みんなから”おめでとう”って言われて白いバラの花を一輪ずつ貰った。

合わせたら結構大きな花束に…。

「…ありがとう」

「サプライズ成功!?」

「うん…びっくりしたよ」

ちょっとウルッときた…。

普段話しかけてもくれない、かつて男だった時に友達だった男子からも”おめでとう”ってバラをもらったから余計に…。


「アスカに合わせて白バラにしてみたよー」

「純粋なアスカちゃんにぴったりよね。
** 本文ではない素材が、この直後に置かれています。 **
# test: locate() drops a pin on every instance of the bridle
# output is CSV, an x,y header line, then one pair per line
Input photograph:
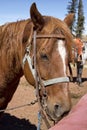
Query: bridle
x,y
35,72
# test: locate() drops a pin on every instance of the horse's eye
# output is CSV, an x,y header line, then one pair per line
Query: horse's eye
x,y
44,57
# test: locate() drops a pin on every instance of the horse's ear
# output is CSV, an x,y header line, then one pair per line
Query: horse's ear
x,y
36,17
69,19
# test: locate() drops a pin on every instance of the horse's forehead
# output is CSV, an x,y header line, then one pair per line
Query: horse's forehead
x,y
51,24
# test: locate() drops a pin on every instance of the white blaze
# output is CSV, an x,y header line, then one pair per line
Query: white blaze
x,y
62,51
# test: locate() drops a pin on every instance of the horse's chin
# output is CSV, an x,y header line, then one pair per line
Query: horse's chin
x,y
54,118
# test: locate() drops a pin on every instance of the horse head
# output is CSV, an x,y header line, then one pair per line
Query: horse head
x,y
53,52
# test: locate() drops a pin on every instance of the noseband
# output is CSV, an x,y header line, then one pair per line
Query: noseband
x,y
35,72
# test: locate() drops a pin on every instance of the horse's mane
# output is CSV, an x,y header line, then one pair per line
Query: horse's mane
x,y
68,36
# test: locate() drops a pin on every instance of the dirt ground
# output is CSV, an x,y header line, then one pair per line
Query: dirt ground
x,y
25,118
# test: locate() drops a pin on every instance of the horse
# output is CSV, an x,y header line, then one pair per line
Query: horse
x,y
38,48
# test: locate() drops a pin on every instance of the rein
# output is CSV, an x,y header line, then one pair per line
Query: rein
x,y
38,81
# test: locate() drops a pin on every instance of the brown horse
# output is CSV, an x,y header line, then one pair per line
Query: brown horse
x,y
53,52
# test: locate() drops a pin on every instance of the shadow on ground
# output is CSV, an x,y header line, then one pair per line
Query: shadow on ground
x,y
9,122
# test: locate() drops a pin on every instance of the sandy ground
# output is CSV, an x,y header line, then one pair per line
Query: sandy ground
x,y
25,118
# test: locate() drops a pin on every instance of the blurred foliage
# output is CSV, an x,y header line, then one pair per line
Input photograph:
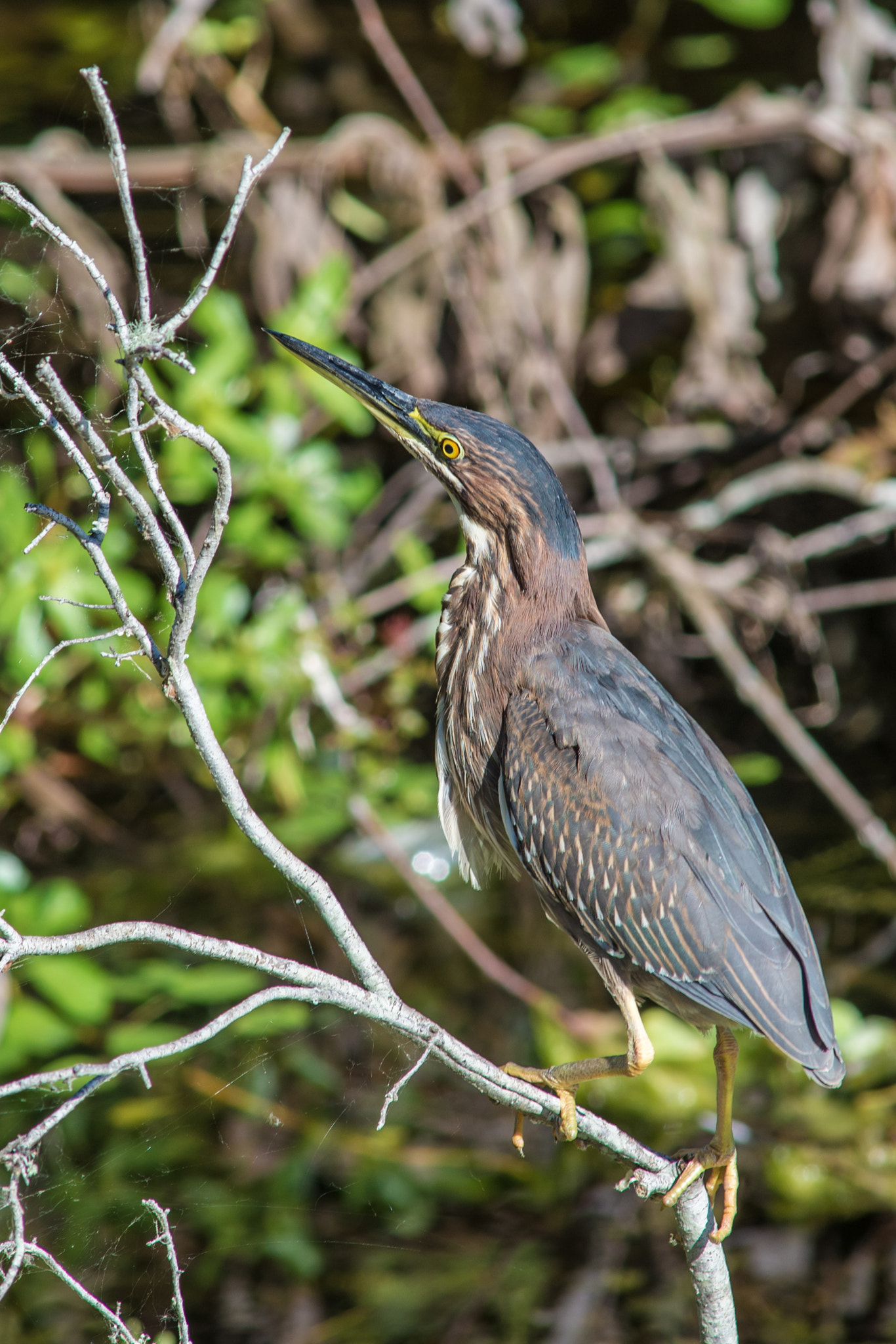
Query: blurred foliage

花なら校則違反にもならないから」

さすが麻帆はこんな時も学級委員長…。


初めての経験で本当にびっくりした。

みんなの会話から奈々と麻帆の発案だというのはわかったけど…。

”サプライズ大成功!” とか言って盛り上がってる。 ありがとう…。



枯れてしまうのも悲しいからストレージへ仕舞いたいけどそういう訳にもいかないよね…。

「おーい、アスカ。これ使え」

教室にいつの間にか来ていた担任教師に花瓶を渡された。

「誕生日なんだってな。おめでとう」

「ありがとうございます」

花瓶にいけたバラは、私の後ろにある棚の上に飾らせてもらった。


「そろそろホームルーム始めるから席につけー」

先生にそう言われて”まだ早いのにー”とかブーイングもありつつも、いつも通りのホームルームが始まる。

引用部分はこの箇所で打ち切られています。